We know the deleterious effects of anger and its variants—jealousy, greed, negativity, resentment—upon the endocrine glands, respiration, digestion, and the central nervous system. We know the psychic effects of sustained anger and negativity in depression, dissociation, and bipolar disorders.
We especially know the horrific evil unleashed upon innocence when the rational mind teams up with anger to manipulate, groom, and abuse. This potential malevolent partnership inside human beings is capable of perpetrating atrocities unheard of in the purely instinctive animal kingdom.
We cannot eradicate anger anymore than we can eradicate evil. However, if we are to change ourselves and our world, a focus on positive attitudes can shift the color of mood that our deep unconscious pumps through us. The result of positive thought is that we physically experience calmer energy inside us and we are actively calmer outwardly as well.
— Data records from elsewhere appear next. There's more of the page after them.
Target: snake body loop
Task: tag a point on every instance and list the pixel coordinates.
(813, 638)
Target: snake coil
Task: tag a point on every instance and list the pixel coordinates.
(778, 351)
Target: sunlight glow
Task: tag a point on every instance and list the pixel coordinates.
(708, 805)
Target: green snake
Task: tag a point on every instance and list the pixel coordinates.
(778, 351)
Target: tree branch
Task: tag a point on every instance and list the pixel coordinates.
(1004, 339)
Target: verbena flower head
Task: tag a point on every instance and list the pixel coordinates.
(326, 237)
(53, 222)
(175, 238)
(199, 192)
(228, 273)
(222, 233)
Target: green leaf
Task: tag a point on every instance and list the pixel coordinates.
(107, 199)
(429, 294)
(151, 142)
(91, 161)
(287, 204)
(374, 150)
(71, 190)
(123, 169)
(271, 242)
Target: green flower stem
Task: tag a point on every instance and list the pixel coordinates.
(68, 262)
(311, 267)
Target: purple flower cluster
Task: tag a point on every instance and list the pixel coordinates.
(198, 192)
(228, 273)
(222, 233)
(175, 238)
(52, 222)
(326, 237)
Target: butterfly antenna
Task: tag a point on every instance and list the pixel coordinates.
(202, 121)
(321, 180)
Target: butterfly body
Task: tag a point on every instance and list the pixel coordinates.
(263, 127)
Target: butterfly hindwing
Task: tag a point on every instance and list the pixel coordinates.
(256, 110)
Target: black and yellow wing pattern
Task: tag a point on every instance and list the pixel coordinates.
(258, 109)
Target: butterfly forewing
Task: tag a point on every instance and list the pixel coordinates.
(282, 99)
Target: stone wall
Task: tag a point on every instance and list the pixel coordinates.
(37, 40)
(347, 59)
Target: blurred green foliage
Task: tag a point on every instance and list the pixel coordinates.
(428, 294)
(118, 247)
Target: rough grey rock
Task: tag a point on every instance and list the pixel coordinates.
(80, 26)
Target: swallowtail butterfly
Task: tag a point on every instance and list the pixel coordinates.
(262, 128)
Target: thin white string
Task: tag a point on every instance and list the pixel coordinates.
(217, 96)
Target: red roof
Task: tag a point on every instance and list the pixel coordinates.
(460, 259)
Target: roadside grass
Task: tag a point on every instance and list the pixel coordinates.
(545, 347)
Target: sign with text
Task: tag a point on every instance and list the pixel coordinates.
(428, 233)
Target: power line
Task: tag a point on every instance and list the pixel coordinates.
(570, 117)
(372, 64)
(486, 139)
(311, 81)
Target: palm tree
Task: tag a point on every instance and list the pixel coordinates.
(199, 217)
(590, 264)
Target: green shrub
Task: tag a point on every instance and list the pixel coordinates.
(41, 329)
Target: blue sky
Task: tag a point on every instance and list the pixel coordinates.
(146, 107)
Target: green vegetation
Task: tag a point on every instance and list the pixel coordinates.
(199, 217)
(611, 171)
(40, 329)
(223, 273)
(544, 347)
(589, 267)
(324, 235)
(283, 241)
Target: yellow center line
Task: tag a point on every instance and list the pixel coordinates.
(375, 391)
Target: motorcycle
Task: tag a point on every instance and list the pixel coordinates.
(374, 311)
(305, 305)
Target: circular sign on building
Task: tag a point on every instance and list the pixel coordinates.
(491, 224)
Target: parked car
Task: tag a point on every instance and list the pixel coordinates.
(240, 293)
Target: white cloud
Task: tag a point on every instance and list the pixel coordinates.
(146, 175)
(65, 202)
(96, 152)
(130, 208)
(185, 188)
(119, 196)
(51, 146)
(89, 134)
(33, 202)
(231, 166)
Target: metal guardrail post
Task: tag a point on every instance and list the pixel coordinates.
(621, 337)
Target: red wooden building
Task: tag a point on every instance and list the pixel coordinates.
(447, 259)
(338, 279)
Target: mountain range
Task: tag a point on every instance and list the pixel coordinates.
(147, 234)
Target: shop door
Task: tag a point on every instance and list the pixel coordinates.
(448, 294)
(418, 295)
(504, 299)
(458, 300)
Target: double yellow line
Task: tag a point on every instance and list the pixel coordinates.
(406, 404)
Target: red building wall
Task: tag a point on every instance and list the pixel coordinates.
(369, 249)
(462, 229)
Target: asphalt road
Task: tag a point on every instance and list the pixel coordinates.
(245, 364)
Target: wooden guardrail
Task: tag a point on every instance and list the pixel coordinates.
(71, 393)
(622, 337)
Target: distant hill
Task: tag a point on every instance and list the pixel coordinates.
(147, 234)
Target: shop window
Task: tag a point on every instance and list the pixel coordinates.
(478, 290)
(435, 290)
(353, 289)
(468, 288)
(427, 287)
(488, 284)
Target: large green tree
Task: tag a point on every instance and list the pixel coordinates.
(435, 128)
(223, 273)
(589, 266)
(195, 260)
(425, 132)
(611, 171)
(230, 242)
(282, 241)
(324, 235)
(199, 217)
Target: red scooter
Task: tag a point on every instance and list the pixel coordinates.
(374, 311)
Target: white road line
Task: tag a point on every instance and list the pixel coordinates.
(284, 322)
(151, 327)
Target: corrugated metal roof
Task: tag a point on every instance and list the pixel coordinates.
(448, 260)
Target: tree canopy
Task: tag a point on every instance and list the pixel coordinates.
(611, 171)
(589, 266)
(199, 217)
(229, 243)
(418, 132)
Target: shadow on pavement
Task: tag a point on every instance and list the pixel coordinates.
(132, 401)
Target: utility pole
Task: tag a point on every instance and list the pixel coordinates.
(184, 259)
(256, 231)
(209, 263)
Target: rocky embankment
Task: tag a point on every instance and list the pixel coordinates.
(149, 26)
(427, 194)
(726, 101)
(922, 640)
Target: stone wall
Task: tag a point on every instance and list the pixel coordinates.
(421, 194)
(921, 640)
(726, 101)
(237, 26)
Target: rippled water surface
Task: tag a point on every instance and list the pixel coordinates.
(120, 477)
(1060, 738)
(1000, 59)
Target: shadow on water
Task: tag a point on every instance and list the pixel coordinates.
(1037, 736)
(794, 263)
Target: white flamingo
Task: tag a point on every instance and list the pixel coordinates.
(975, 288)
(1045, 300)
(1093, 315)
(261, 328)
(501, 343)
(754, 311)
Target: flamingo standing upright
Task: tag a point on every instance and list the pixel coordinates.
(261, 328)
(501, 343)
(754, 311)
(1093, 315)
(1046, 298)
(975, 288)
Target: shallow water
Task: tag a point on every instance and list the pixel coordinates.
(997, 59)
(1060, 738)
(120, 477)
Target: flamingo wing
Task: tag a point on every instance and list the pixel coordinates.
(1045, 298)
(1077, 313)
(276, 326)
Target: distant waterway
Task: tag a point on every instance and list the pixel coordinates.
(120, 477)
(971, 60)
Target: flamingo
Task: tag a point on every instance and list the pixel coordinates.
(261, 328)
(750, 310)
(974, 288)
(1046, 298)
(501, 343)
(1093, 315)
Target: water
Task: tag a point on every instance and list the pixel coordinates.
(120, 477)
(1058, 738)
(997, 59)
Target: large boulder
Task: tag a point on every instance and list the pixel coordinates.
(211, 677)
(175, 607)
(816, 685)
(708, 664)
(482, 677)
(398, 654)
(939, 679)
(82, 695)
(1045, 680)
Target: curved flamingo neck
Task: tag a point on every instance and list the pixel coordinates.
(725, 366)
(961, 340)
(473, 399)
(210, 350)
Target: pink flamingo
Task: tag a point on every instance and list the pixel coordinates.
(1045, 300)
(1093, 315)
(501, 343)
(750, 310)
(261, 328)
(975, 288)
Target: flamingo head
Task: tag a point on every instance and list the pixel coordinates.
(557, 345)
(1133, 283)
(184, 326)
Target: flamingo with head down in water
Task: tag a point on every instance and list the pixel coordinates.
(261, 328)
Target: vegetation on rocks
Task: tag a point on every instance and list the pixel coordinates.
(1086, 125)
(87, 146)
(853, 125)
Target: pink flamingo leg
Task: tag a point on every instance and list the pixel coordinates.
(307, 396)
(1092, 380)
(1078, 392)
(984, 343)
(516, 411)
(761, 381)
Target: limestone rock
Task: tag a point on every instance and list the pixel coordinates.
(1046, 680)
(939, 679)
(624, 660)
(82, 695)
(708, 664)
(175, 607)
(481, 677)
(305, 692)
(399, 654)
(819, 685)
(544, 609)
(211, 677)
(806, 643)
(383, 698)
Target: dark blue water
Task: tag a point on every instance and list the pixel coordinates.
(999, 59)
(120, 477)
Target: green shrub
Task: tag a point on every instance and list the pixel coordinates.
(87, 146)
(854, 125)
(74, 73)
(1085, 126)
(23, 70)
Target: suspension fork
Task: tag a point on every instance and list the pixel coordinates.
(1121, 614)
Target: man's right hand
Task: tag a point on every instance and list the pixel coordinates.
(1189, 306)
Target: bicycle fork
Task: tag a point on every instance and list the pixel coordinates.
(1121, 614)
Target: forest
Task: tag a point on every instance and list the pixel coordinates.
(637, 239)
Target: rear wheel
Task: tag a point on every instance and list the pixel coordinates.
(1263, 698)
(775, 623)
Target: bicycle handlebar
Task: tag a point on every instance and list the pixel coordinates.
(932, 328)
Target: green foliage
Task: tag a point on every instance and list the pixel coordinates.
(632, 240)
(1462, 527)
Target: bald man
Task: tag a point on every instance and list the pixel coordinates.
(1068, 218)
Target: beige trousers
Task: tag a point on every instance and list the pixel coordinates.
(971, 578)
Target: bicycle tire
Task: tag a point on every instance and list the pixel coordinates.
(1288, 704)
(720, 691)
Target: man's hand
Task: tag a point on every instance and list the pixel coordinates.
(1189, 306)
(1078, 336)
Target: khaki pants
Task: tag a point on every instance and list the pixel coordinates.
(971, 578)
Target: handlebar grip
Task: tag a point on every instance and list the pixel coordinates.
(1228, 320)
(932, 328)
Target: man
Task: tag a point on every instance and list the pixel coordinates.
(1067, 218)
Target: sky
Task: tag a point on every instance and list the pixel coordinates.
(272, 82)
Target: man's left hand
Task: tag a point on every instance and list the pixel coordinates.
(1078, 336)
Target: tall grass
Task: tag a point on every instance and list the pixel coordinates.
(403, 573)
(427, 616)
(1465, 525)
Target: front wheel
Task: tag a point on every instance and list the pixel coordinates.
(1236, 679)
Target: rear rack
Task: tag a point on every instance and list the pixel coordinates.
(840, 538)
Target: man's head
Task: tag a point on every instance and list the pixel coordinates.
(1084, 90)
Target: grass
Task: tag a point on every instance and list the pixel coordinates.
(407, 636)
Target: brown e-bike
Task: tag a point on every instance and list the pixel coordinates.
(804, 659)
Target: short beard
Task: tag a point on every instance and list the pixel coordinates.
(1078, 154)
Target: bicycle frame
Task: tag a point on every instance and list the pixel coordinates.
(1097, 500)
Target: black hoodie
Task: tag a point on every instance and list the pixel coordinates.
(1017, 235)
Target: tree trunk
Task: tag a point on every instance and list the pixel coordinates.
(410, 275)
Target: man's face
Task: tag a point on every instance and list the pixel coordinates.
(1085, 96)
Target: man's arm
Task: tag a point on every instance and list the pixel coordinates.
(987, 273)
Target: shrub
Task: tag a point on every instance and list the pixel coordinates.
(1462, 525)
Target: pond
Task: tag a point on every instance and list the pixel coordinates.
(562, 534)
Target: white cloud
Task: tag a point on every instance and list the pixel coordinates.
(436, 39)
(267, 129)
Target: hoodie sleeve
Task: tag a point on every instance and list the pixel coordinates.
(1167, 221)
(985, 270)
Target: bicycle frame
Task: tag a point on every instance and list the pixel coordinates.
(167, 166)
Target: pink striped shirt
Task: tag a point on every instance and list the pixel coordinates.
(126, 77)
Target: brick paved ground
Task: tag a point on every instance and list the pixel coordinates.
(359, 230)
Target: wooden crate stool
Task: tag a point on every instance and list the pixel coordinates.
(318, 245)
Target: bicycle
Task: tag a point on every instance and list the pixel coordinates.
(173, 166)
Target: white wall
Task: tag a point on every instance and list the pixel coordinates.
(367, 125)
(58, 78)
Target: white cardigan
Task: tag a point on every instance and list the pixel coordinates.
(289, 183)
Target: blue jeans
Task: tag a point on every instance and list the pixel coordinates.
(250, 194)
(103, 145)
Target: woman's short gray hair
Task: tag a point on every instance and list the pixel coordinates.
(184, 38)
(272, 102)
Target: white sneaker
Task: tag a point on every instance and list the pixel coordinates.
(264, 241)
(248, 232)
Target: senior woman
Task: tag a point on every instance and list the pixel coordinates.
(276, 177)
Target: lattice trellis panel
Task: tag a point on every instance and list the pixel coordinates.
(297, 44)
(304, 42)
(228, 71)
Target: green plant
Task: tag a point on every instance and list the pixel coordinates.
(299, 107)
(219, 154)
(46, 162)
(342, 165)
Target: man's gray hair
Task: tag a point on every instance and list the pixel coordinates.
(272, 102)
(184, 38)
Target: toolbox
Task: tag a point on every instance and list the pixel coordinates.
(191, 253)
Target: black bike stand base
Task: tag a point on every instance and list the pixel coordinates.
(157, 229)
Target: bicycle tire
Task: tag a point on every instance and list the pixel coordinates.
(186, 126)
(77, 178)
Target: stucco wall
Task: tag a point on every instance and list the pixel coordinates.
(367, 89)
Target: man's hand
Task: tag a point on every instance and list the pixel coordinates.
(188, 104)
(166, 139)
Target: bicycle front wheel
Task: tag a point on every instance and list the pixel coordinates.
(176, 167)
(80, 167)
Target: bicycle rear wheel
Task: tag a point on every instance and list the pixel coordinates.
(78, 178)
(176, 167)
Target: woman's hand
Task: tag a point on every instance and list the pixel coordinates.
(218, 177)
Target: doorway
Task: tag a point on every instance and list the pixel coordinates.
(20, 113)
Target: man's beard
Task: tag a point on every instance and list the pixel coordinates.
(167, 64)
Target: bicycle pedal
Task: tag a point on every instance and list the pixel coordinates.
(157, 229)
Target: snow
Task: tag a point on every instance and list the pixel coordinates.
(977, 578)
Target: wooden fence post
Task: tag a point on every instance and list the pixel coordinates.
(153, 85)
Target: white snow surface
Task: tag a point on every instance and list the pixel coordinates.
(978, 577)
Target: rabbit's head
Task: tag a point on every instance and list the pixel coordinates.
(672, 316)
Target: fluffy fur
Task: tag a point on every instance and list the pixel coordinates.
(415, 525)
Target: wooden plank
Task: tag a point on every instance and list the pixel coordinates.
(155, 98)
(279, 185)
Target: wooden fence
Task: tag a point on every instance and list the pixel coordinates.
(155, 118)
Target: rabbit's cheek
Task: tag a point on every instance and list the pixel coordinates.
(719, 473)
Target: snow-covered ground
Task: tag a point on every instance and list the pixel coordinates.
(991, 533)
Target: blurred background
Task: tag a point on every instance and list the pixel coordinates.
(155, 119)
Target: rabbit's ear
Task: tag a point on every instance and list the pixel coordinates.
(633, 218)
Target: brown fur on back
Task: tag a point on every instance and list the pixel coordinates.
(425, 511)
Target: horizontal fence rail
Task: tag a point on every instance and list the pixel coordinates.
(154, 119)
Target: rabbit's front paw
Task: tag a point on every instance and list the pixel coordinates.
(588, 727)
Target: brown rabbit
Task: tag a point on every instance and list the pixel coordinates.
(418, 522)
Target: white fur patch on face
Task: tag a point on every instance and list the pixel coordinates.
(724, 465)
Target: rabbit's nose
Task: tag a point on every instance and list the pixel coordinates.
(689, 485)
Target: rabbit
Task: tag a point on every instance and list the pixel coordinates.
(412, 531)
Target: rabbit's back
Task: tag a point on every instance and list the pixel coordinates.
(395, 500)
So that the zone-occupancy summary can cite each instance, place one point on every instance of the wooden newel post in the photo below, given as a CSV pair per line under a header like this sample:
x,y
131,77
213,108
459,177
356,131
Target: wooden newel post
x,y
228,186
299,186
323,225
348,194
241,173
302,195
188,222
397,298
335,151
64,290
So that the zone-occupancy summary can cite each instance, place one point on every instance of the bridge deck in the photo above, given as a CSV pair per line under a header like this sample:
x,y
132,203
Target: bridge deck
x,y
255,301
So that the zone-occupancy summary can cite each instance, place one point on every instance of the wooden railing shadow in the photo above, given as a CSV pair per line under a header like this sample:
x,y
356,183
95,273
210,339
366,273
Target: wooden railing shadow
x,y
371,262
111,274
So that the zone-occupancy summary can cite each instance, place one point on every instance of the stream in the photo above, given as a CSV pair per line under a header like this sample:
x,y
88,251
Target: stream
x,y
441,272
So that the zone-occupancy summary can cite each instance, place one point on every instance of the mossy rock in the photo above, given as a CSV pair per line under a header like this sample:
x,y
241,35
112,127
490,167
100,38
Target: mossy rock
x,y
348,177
The unconscious is not a thinking mind; it is a reactive mind. Our thinking mind can decide on an attitude and we can focus that attitude on the body. When I say “calm” and focus on a muscle it relaxes. If I didn’t focus on it, the muscle would not automatically relax. The same goes for the unconscious.
Enough cannot be said about the power of positive thinking. However, to arrive at truly effective positive thinking we must be a united self, providing our instinctive self with a clear, cohesive set of instructions in the form of soothing neuro-transmitted commands.
The truth is, we are fragmented beings frequently working in opposition to a single intent. Our young child self might say, “I need.” The self burned for needing might say, “No, you will get hurt if you need.” The adolescent self might cry out in disgust, “Here’s what’s gonna be: we don’t need anyone, we’ll just take what we want.” Or the defiant teenage self might say, “We don’t need.” The adult might say, “I’m just going to be what they want me to be, this way I’ll get what I need.”
It should be evident that this multiplicity of self can generate an insanity within, as Jeanne pointed out in Monday’s message. This crossfire of attitudes from different parts of the self instructs the unconscious to release different protective angry emotions, directed inwardly and outwardly.
Drawing attention inwardly in recapitulation we identify the satellite selves of the self, appreciate their varying needs, and bring them into the fold of a unified self. Through the recollection of dispersed energy we become a “unified whole,” as the Shamans of Ancient Mexico see it.
In the process of becoming a unified whole, we must encounter all the selves within and we must accept, express, and release all the emotional energy of our past selves, be it anger or otherwise. This is loving acceptance and total integration of all that we are, all that we have been. With acceptance comes release of the anger once needed to protect, deny, keep separate, and avoid all that was not ready to be known and lived. With acceptance, love supersedes anger, and life moves forward in an ever-deepening quest for wholeness.
With this unity of self, under the auspices of spirit, or the higher self, a clear cohesive message is delivered to the unconscious that rejuvenates the body and mind to give and receive love. This tripartite unity of self—instinctive body self, reasoning mind, and spirit—is then freed to evolve and manifest in healthy proportion resulting in mastery within, advancement without.